Si hoy podemos decir “El sindicalismo es con nosotras” ha sido por la fortaleza que el feminismo ha construido. Nuestra participación en el sindicalismo hoy es clave para poner una limitación a la doble opresión que mencionábamos antes, ya que nos permiten avanzar en nuestros trabajos, mejorar nuestras condiciones, nuestros derechos, como mujeres, lesbianas, no binaries, trans, madres, compañeras, como todo lo que decidamos ser. 

AM : C'est grâce au dynamisme et à l'énergie du mouvement féministe en tant que mouvement révolutionnaire transformateur, et en travaillant en coopération avec les organisations sociales, politiques et syndicales que nous pourrons faire en sorte que les revendications pour lesquelles nous nous sommes battues cessent d'être des slogans et deviennent des lois, des règlements et des conventions collectives. Il s'agit notamment de faire en sorte que les fonctions d'aidant soient reconnues comme de véritables emplois, d'éradiquer les inégalités existantes dans le monde du travail, d'occuper les postes de direction politique et de prise de décision auxquels nous avons droit tant dans nos emplois que dans les syndicats.

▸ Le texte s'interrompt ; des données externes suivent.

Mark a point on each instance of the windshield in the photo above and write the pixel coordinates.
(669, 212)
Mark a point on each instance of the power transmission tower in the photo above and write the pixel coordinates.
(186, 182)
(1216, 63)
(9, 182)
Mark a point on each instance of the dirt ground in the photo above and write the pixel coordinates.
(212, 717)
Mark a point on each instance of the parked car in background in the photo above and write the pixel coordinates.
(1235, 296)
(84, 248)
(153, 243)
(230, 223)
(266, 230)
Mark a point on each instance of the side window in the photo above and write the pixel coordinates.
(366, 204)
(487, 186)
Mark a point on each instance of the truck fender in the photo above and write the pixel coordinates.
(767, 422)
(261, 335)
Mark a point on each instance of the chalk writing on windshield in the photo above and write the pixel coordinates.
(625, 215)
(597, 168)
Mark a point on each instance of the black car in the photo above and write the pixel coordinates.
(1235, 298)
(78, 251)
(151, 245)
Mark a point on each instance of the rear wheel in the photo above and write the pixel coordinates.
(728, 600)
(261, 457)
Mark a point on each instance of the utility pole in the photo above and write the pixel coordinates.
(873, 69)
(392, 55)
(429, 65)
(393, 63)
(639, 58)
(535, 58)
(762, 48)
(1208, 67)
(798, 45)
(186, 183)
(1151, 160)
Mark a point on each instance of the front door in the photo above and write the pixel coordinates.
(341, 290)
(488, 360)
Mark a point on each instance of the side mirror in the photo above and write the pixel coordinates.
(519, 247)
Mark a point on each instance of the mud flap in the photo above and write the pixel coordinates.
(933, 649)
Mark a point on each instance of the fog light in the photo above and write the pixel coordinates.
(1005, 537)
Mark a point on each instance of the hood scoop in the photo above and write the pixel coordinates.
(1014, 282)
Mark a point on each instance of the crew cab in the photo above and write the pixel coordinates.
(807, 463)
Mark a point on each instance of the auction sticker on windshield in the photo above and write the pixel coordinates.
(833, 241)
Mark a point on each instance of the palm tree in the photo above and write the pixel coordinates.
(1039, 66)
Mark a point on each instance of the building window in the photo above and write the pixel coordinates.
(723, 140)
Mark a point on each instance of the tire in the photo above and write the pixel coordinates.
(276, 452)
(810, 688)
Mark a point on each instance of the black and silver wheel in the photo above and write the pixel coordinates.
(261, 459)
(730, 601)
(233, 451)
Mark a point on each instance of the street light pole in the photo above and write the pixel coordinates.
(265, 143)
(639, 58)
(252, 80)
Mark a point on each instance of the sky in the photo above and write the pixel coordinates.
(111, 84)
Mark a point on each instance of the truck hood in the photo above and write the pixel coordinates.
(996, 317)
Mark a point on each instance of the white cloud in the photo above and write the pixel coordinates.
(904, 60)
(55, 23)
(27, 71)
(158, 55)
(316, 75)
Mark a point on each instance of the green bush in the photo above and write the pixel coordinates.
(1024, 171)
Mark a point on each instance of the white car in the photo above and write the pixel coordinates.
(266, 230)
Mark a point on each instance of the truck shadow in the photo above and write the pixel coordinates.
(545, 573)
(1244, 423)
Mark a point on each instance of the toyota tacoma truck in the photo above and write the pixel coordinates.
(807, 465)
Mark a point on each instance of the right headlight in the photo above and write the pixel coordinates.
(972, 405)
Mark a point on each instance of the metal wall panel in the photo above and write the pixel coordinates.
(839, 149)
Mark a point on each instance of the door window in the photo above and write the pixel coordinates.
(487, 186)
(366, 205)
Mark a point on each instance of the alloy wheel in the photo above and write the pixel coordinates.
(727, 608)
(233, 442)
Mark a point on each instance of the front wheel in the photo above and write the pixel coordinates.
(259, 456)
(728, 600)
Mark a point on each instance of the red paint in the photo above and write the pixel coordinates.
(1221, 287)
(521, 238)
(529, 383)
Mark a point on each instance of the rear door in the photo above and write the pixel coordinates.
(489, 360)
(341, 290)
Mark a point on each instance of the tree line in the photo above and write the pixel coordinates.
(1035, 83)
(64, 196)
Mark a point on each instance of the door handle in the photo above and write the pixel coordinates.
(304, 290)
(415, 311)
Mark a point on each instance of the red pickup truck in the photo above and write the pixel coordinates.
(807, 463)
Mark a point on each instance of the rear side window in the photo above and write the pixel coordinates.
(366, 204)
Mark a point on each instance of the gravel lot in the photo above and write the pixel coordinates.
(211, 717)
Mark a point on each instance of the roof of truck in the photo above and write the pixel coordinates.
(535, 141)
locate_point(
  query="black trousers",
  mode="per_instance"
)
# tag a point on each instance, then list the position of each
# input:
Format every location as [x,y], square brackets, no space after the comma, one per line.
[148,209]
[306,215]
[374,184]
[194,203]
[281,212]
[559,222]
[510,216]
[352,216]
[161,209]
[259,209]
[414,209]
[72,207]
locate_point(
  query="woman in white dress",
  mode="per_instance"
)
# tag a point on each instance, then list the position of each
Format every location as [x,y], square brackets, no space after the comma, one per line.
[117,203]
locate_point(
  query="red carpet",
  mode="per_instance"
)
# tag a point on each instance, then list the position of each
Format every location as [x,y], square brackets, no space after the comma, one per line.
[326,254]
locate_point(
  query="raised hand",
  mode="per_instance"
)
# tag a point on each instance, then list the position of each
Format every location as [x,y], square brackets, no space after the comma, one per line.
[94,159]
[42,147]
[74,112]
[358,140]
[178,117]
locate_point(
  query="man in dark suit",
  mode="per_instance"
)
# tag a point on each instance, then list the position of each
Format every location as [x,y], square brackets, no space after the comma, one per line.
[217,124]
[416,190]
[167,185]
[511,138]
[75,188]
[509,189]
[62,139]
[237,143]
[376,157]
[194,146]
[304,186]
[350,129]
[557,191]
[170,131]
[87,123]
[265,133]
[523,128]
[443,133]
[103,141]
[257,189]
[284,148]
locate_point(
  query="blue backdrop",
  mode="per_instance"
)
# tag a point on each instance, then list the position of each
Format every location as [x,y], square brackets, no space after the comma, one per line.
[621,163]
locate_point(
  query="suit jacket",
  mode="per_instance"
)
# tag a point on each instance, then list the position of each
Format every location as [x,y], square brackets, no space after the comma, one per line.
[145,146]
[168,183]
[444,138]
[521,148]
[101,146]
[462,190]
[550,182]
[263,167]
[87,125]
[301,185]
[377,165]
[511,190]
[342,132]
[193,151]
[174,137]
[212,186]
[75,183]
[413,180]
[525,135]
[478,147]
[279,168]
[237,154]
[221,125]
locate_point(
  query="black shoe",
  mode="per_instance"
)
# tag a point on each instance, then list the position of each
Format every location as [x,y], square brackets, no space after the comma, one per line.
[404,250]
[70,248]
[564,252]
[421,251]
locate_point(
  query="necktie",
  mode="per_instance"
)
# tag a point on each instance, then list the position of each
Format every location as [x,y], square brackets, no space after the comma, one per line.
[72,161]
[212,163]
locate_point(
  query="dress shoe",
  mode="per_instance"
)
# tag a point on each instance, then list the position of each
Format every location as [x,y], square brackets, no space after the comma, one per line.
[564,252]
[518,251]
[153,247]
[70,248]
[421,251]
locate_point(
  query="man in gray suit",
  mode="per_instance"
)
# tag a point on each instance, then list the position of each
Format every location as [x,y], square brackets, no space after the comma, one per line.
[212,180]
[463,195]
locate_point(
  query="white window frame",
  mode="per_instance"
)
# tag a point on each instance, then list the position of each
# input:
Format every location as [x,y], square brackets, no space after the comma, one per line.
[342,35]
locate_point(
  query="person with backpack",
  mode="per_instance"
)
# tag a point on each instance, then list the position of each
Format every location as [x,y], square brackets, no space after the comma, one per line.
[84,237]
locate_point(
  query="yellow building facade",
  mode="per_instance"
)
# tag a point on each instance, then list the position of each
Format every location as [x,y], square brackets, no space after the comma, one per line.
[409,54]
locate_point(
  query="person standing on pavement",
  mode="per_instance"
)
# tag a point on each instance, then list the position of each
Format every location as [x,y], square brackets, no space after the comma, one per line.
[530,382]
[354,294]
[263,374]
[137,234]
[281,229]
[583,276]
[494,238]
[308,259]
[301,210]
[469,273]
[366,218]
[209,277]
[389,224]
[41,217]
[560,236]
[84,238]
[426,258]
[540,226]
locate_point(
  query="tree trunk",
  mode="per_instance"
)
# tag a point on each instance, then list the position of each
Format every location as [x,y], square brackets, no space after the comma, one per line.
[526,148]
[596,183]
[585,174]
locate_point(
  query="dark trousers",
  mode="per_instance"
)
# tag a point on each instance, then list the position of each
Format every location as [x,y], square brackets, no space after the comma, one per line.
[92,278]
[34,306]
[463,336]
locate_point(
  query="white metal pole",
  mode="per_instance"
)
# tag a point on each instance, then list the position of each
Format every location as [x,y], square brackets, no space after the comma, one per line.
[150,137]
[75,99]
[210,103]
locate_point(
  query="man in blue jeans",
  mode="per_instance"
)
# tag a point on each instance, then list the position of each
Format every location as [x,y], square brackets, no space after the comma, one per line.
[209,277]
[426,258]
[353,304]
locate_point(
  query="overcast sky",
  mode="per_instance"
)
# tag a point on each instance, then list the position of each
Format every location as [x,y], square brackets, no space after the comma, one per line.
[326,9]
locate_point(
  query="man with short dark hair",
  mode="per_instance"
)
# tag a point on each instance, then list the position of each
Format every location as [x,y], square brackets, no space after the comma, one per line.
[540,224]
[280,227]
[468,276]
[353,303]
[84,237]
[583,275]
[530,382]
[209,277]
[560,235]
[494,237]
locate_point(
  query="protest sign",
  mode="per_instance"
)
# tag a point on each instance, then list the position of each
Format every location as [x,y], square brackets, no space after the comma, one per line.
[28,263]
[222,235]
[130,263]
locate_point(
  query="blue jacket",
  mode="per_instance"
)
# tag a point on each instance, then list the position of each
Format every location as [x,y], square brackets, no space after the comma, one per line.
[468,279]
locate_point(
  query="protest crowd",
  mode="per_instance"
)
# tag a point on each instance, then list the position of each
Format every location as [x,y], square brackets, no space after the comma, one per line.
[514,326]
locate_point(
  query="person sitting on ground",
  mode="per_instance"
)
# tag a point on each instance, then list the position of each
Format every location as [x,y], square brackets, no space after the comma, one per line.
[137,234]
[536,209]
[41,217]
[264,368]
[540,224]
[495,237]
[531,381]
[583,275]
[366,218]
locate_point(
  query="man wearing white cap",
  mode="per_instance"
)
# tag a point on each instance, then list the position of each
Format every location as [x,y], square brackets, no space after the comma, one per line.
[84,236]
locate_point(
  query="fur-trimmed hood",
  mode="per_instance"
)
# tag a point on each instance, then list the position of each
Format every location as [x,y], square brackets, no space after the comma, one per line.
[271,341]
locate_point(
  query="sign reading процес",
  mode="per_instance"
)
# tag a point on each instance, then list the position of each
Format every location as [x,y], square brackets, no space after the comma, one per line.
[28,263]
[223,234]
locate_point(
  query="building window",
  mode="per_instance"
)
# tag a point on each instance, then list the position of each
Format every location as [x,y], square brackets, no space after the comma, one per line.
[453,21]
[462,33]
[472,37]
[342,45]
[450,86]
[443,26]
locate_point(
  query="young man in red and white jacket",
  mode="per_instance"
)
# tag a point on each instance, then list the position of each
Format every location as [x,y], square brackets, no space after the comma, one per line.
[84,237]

Cela ne nous concerne pas seulement en tant que femmes, mais aussi en tant que lesbiennes, transgenres et autres identités qui, dans la plupart des cas, sont plus susceptibles d'être désavantagées en termes de droits, compte tenu de l'hégémonie binaire et hétérosexuelle qui prévaut dans la politique, le syndicalisme, la science et les lieux de pouvoir.

Si nous pouvons dire aujourd'hui « le syndicalisme est avec nous », c'est grâce à la force que le féminisme a acquise. Il est essentiel que nous soyons impliquées dans les syndicats afin de limiter la double oppression mentionnée précédemment. Cela nous permettra de progresser dans nos carrières, d'améliorer nos conditions et nos droits, en tant que femmes, lesbiennes, non binaires, trans, mères, partenaires et tout ce que nous décidons d'être.